Es sehe alles danach aus, als würde es eine verlorene Saison werden, denn natürlich gibt es auch keine Wettkämpfe für den Nachwuchs. Bis jetzt seien alle Wettkämpfe abgesagt worden. "Und die, die noch in Plänen verankert sind, sollten dringend abgesagt werden", sagt Glass. "Man kann keinen Wettkampf durchführen, wenn Kinder wochenlang nicht trainieren konnten."

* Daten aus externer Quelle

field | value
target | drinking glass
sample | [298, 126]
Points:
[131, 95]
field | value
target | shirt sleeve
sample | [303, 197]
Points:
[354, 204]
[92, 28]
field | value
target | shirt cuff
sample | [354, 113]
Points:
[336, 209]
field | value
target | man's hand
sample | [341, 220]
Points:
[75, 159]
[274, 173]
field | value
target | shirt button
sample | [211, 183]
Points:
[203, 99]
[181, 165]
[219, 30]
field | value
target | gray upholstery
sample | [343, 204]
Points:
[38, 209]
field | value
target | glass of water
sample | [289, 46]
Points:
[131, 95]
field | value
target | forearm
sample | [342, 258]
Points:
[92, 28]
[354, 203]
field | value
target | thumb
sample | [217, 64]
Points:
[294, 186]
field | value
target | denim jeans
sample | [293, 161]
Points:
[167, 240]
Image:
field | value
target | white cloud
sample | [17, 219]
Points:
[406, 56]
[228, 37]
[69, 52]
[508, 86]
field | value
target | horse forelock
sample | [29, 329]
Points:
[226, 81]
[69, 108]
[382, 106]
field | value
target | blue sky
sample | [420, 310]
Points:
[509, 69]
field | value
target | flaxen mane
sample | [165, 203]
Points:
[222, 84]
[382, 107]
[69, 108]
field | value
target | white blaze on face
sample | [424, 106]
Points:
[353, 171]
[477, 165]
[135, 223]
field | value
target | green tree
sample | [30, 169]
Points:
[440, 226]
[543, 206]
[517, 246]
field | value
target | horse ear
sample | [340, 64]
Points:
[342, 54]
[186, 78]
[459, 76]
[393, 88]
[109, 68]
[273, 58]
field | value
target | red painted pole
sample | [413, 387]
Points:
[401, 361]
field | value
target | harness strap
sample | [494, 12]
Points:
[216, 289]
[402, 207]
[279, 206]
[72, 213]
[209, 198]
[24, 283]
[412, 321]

Notbetrieb an der Eliteschule des Sports

Im Internat der "Eliteschule des Sports", die an den Bundesstützpunkt angegliedert ist, läuft der Betrieb derzeit ebenfalls auf Sparflamme, erzählt Leiter Andreas Hille. "Mit dem Start der Schule für die Abschlussklassen sind wir derzeit in einem Notbetrieb", sagt er. Normalerweise gebe es 28 Bewohner im Internat, momentan seien es nur fünf, die die Abiturklassen besuchen.

Langfristige Folgen des Trainings-Lockdowns schließt Hille nicht aus. Die Anfragen nach Plätzen für das nächste Schuljahr seien im Moment sehr verhalten. Eltern und Kinder würden sich die Frage stellen, ob es in dieser Situation etwas bringt, die Sache anzugehen. "Oder auch sich selbst einzuschätzen, schaffe ich das überhaupt, so eine Aufnahme an einer 'Eliteschule des Sports'", erzählt Hille. "Das macht uns schon Sorgen." Dazu komme, sagt Nachwuchtrainer Bernd Glass, dass auch die Talentsichtung in Schulen oder Kindergärten im vergangenen Jahr wegen Corona nahezu komplett ausgeblieben ist. 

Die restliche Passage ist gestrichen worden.